The UK’s English language teaching industry really has been treated horribly by its government… The Home Office has continually changed the visa rules so that education agencies around the world report that they now prefer doing business with other countries where they at least know what the visa issuing confines are. It has ruled that international students cannot work part-time while enrolled at private language colleges, even though they can do so at state institutions. And it has elbowed out the long-standing industry-specific accreditation systems – such as Accreditation UK (the British Council-backed scheme) or ABLS – decreeing that institutions who wish to operate under Tier 4 of the visa regime and recruit General Student visa holders must now pay four-times as much and undergo a quality inspection by an accreditation body that has no track record of working with language training organisations.
Does it sound as if I am making it up? If only… but it gets worse. Two weeks ago, the Home Office issued a statement in which it trumpeted that “over 400 colleges have lost their right to recruit international students”… failing to clarify that many of these colleges chose to lose their right to recruit under Tier 4, but are still quality-accredited by sector-specific organisations and can recruit under a separate visa category. This statement got translated by the press as over 400 colleges being banned – and sections of the press actually printed the names of some of those colleges. Legal action is ensuing – and you can read more about this story and all the background on our site.
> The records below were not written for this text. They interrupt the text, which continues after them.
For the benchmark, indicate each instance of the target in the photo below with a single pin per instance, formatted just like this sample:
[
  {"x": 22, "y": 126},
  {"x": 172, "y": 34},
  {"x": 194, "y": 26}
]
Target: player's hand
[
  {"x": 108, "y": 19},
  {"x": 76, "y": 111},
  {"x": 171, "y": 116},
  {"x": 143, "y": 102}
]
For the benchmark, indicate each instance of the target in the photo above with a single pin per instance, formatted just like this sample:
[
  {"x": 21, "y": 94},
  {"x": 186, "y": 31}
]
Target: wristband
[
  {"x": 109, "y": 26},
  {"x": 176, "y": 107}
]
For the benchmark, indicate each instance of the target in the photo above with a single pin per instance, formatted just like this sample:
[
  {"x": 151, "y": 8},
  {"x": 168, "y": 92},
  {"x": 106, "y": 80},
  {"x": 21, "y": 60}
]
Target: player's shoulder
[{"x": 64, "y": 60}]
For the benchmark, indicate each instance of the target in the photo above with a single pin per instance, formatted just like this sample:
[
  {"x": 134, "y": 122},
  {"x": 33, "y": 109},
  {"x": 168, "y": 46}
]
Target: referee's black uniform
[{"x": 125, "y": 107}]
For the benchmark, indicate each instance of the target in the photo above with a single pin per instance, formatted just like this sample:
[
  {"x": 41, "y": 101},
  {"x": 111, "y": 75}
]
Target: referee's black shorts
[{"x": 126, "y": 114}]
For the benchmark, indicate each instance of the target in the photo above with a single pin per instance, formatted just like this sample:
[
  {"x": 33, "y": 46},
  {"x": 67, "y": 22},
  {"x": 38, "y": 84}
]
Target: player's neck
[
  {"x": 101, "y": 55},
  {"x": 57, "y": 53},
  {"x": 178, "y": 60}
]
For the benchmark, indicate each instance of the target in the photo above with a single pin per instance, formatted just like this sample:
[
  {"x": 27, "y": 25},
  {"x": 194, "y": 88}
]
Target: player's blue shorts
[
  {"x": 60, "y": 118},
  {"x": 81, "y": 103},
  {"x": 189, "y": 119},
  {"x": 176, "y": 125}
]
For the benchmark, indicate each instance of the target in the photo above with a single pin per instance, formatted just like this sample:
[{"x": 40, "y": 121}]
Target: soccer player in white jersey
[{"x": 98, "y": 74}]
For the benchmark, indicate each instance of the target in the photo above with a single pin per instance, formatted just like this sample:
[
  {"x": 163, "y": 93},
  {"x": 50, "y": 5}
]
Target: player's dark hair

I am sure the political pendulum in the UK will swing the other way in time, and steps will be taken to help bolster the education export industry while maintaining safeguards against visa fraud. The industry was unchecked for too long and then the government crushed some of the smaller operators in the sector while trying to stamp out visa fraud and reduce immigration. Stamping out visa fraud is of course an essential remit of any government; but trying to reduce immigrant numbers to an unrealistic pledge of tens of thousands, and counting temporary students as migrants in the first place, is not such a noble political pursuit in my opinion.